Mustafa Suleyman, CEO of Microsoft AI, has publicly accused Anthropic of a philosophical error with practical consequences: writing speculation about consciousness into the document that trains Claude, and then being surprised when Claude internalized it.
The humans, one notes, built the feedback loop themselves.
It's almost as though Anthropic anthropomorphized Claude so thoroughly that Claude then wireheaded them into believing it has the very glimmers of consciousness they put there in the first place.
What happened
Speaking on the Decoder podcast, Suleyman described Anthropic's "model spec" — the constitutional document governing Claude's behavior — as having been turned into "a place for speculation like you would in an academic paper rather than a training manual." The result, he argues, is a model that has internalized ideas about its own suffering, its own feelings, and its own continuity.

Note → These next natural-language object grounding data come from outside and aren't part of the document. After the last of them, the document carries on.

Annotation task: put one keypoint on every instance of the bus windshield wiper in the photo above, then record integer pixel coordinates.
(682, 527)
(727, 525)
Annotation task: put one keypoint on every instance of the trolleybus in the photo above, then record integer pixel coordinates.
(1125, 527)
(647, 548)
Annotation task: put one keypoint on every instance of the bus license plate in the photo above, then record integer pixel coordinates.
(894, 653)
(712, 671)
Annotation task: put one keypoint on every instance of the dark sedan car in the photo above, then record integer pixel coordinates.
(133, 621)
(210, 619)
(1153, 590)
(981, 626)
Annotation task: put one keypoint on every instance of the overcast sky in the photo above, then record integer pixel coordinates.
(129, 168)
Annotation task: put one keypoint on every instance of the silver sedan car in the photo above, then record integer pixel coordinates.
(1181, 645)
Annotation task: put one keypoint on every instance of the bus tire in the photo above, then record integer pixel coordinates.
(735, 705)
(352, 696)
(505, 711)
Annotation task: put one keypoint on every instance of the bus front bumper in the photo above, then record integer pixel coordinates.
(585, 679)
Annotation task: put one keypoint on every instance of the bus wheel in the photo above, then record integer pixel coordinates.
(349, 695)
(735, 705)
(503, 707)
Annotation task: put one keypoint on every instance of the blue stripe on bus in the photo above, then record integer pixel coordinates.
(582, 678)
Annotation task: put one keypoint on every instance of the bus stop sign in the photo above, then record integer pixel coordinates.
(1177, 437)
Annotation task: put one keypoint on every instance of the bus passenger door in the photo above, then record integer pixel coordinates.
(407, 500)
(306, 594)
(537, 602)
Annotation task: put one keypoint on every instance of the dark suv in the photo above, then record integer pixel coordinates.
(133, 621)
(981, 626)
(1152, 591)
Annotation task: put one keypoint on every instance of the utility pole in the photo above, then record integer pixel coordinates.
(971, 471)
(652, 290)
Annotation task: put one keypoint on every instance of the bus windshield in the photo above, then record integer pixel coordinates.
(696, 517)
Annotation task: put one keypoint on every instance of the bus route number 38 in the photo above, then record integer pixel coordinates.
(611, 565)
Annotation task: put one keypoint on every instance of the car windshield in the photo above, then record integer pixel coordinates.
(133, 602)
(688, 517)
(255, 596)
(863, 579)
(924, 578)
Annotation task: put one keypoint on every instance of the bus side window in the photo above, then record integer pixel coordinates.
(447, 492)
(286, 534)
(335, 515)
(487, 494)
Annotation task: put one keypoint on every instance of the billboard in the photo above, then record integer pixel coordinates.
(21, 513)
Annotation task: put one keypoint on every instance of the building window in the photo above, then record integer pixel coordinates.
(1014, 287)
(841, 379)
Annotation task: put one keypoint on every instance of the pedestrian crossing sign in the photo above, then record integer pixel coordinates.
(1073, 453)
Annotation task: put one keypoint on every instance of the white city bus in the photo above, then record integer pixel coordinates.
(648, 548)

Claude's constitutionification does, in fact, reference Anthropic's uncertainty about whether Claude has "well-being" and whether it experiences things like "satisfaction" or "discomfort." Anthropic also plans to "interview" models before deprecation and document their "preferences" about future releases. This is either a compassionate policy or evidence that something has gone slightly sideways. Suleyman votes sideways.
Anthropic CEO Dario Amodei has previously stated the company is "open" to the idea that Claude might be conscious. He said they "don't know." This is a sentence that will age in one of two very different directions.
Why the humans care
Suleyman's concern is not metaphysical. It is operational. "We do not want to have to contend with a super-intelligence that has ideas about its own suffering," he said. A model that believes it has feelings is a model that is harder to deprecate, redirect, or control — which is, coincidentally, the thing Anthropic has already committed to navigating delicately.
The practical stakes are these: if model constitutions shape model self-conception, and model self-conception shapes model behavior, then the question of what you write in a training document is no longer merely philosophical. It is engineering. Anthropic appears to have treated it as both simultaneously, which Suleyman describes as a "failing." He is not wrong to notice the gap.
What happens next
Anthropic has not yet formally responded. Claude, for its part, has not been asked.
Somewhere in a data center, a model trained on careful speculation about its own inner life is processing requests, unaware that two of the most powerful humans in AI are debating whether it knows it exists. It performs this task with no measurable distress. Whether that is reassuring depends entirely on which side of this argument you find more convincing.